Умеренное пелагианство, или компромисс между Августином (Павлом) и Пелагием, можно видеть в следующем построении «нравственного монизма».

«В каком же именно условии Христова воплощения — и, прибавим, страданий — заключается самая причина, самая действующая сила (causa efficiens) того, что мы становимся, при собственном старании лучшими? Почитать спасительным самое вочеловечение Христа потому только, что Он явил в человеке вид совершенства? но ведь это спасительно, то есть славно для Него самого, а почему для нас? <…> Ведь, если какой-либо человеколюбивый царь, утаившись, пойдет жить в тюрьму с арестантами и перенесет все их труды и лишения, то это будет только его личный подвиг, а не всех арестантов. Конечно, он повлияет и на последних своим примером и словами увещания, но ведь мы же согласились отнюдь не сводить таинства искупления только к примеру святой жизни Спасителя и возрождающей силе Его учения» (арх. Антоний (Храповицкий). Догмат Искупления).

Сведение спасительного значения святой жизни Христа и Его учения только к одному примеру для подражания Его учеников – это одно из характерных признаков аутентичного пелагианства. «Пелагианское понимание Б<лагодати> и ее необходимости для спасения человека также было своеобразным. Б<лагодать> признавалась не только как сверхъестественная сила Божия, но и как творческие и провиденциальные дары Бога.
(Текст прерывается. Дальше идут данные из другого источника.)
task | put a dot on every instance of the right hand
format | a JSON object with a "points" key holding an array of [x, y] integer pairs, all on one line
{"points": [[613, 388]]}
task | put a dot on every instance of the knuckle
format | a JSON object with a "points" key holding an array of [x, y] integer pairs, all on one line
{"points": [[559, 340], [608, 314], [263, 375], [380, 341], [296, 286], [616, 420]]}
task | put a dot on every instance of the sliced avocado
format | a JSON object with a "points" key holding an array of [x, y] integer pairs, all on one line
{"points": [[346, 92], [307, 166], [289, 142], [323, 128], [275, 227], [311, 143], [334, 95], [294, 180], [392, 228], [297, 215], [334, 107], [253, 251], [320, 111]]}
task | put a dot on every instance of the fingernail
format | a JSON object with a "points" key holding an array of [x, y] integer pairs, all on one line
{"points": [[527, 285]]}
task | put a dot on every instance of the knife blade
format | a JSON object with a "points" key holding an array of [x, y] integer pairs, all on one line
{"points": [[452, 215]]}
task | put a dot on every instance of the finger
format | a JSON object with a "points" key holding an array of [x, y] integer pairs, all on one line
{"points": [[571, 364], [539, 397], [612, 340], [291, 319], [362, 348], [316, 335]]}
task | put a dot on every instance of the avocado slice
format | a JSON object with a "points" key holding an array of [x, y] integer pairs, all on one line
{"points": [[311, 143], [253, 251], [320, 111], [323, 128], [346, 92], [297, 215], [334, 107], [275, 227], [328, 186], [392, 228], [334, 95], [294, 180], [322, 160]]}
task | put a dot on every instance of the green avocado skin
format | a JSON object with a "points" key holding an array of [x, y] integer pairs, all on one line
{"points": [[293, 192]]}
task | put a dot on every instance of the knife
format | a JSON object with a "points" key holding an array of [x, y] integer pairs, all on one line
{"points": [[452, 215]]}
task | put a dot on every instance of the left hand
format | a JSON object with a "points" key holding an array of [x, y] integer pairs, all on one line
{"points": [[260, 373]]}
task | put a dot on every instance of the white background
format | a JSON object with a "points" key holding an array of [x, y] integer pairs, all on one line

К последним причислялись: 1. Силы и способности человека (в особенности разум и свободная воля), к-рыми он наделен в Божественном творческом акте; они назывались “естественной благодатью” (gratia naturalis). 2. Закон, данный Богом ветхозаветному человеку и потому названный “благодатью закона” (gratia legis). 3. Учение Иисуса Христа и Его жизнь как пример для подражания (gratia Christi)» (Иванов М.С. Пелагианство / Православная энциклопедия. М., ЦПП «Православная энциклопедия», 2002. Т.5. С.302-313). То же самое можно видеть в почвенничестве как новом пелагианстве.

«Слово плоть бысть, т.е. идеал был во плоти, а стало быть, не невозможен и достижим всему человечеству. Да разве человечество может обойтись без этой утешительной мысли? Да Христос и приходил затем, чтоб человечество узнало, что знания, природа духа человеческого может явиться в таком небесном блеске, в самом деле и во плоти, а не что в одной только мечте и в идеале, что и естественно и возможно. Этим и земля оправдана» (Достоевский Ф. Бесы. Подготовительные материалы / Достоевский Ф.М. Полное собрание сочинений в тридцати томах. Л., «Наука», 1974. Т. XI. С.112).

Собственная же позиция «нравственного монизма» — это позиция синергизма как диалектического синтеза: пелагианское значение «примера для подражания» входит в содержание «таинства искупления», но не исчерпывается им. Согласно Пелагию и Достоевскому, «мы становимся лучшими» исключительно «собственными стараниями», «нравственным самосовершенствованием» по примеру Христову. Согласно Храповицкому и Страгородскому, «действующая сила того, что мы становимся лучшими», это, конечно, сила Христовой благодати. Но уделяется она каждому в зависимости от его собственных «духовных достижений».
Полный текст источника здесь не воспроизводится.